I've gotten pull requests rejected because regular HashMaps are "faster", and then the comments on the PR ends up with people bickering about when to use it.
In that case, does it actually matter? Even if HashMap is technically "faster", it's not much faster, and maybe instead we should focus on the thing that's likely to actually make a noticeable difference like the forty extra separate blocking calls to PostgreSQL or web requests?
So that's the premature optimization that I think is evil. I think it's perfectly fine at the algorithm level to optimize early.
Ironically to your point, I think adding a ConcurrentHashMap because it might be multithreaded eventually IS premature optimisation.
The work can be done in future to migrate to using ConcurrentHashMap when the feature to add multithreading support is added. There's no sense to add groundwork for unplanned, unimplemented features - that is premature optimisation in a nutshell.
Typing ten extra characters is an investment that pays off vs the overhead of doing any piece of work in the future. There's no real downside here, it doesn't make the code more complex, it gives less surprising results.
I think you are conflating YAGNI and premature optimisation and neither apply in this case.
I would agree if I were adding a dependency to Gradle or something. In this case it’s just something that conforms to the same interface as the other Map and is built into every Java for the last 20+ years. The max amount of effort I am wasting here is the ten extra characters I used to type “Concurrent”.
My point was that even if it is not optimal, there’s really no utility in bickering about it because it doesn’t really change anything. The savings from changing it to regular hashmap will, generously, be on the order of nanoseconds in most cases, and so people getting their panties in a bunch over it seems like a waste of time.
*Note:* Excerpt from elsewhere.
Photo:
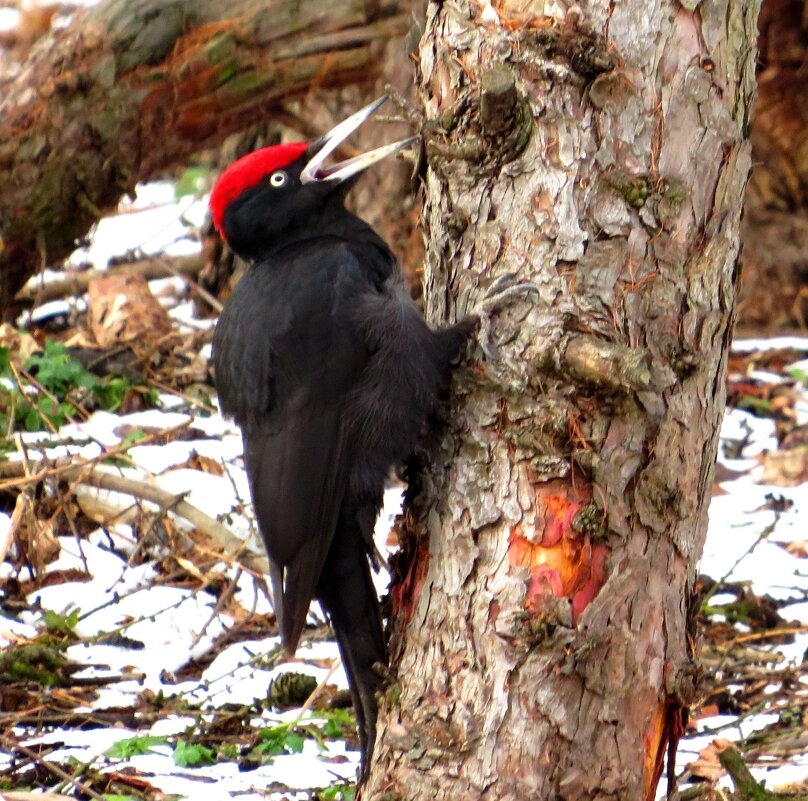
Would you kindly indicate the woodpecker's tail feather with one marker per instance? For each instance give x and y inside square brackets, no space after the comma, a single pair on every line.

The point of the premature saying is to avoid additional effort in the name of unnecessary optimization, not to avoid optimization itself. Using a thing that's already right there because it might be better in some cases and is no more effort than the alternatives is not a problem.
I can fully understand "bickering" about someone sprinkling their favourite data type over a codebase which consistently used a standard data type before. The argument that it might be multithreaded in the futurure does not hold if the rest of the code base clearly was not writen with that in mind. That could even be counter productive, should someone get the misguided idea that it was ready for it.
Make a (very) good argument, and suggest a realtistic path to change the whole codebase, but don't create inconsistency just because it is "better". It is not.
I don’t expose it at the boundaries, just within functions. With everything outside of the function I take a Map interface in and/or return the Map out.
It makes no difference to the outside code.
You are communicating with future readers of the code. The presence of ConcurrentHashMap will lead future engineers into believing the code is threadsafe. This isn't true, and believing it is dangerous.
No, they'll believe that that specific map is thread safe.
That's really not much better. No function is an island, as wise man almost once said.
It’s actually a lot better. That’s literally the whole point of interfaces and polymorphism: to make it so the outside does not care about the implementation.
I think you are in the wrong. But my reason is that when you support concurrency, every access and modification must be checked more carefully. By using a concurrent Map you are making me review the code as if it must support concurrency which is much harder. So I say don’t signal you want to support concurrency if you don’t need it.
1) You don't need ConcurrentHashMap to make code thread-safe. That's the most extreme version that means that you need a thread-safe iterator too.
2) Locks are cheap
3) I seriously doubt that the difference between a Map and a ConcurrentHashMap is measurable in your app
Which means that both, the comments on your PRs are irrelevant and you are still going too far in your thread-safety. So you are both wrong.
What you are right about is to focus on network calls.
Locks are cheap performance-wise (or at least they can be) but they’re easy to screw up and they can be difficult to performance test.
ConcurrentHashMap has the advantage of hiding the locking from me and more importantly has the advantage of being correct, and it can still use the same Map interface so if it’s eventually used downstream somewhere stuff like `compute` will work and it will be thread safe without and work with mutexes.
The argument I am making is that it is literally no extra work to use the ConcurrentHashMap, and in my benchmarks with JMH, it doesn’t perform significantly worse in a single-threaded context. It seems silly for anyone to try and save a nanosecond to use a regular HashMap in most cases.
As soon as you have a couple of those ConcurrentHashMaps in scope with relationships between their elements, your concurrency story is screwed unless you've really thought everything out. I'd encourage using just plain HashMap to signal that there's no thread safety so you know to rethink everything if/when it comes up.